We can take note of a few proven principles to guide us in our master-plan:
- Generic models and systems written by others should be used only as guidelines.
- Each organization has its own personality and unique needs.
- Managers must view themselves as mentors and coaches, and act accordingly.
- The concept of “work” must be changed from an obligatory activity for which remuneration is given to that of an opportunity offering a “professional challenge” and a “learning experience”.
- Supervisors and employees should be encouraged to instigate and take responsibility for their own learning (professional training and self-development).
- Company training and development activities should not be limited to the actual performance of a task or duty, but leading towards the business, professional and self-development of all employees.
- There must be formal and informal networks of communications (one-on-one when needed, and group meetings.
- Group communications meetings, at regularly scheduled intervals, must include relevant and interesting “lessons”, facilitated by an expert Manager or Supervisor.
- Employees should be encouraged to attend formal educational and professional courses offered by the outside world.
- Trainees and Management Trainees must be incorporated into the organization – not only do they offer a fresh point of view, but serve as an excellent example to employees and help create the concept of work as a learning experience.

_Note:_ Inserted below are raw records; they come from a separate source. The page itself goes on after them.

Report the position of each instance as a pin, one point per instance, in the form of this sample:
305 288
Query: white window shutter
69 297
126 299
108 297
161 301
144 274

- Cross-training and “job” rotation are an excellent professional development tactics that lead towards improved understanding and improved communications among departments (for the bold, a further step can be implemented under guidance: “King for the Day” cross-training, such as letting a line worker play Supervisor for one day).
- Supervisors and employees must be encouraged to compete with their own selves rather than against each other.
- Supervisors and employees should receive ongoing informal feedback, in addition to formal feedback as laid down by company policy.
- Acknowledgments and rewards should preferably be directed towards groups and teams rather than individuals – individual contributions and accomplishments can be rewarded in a more personal manner, such as a thank-you note, increased responsibility, a promotion or financial reward.
- The basis for such an organization is Management Commitment and its columns are made up of understanding, acceptance, participation, and input by all its members.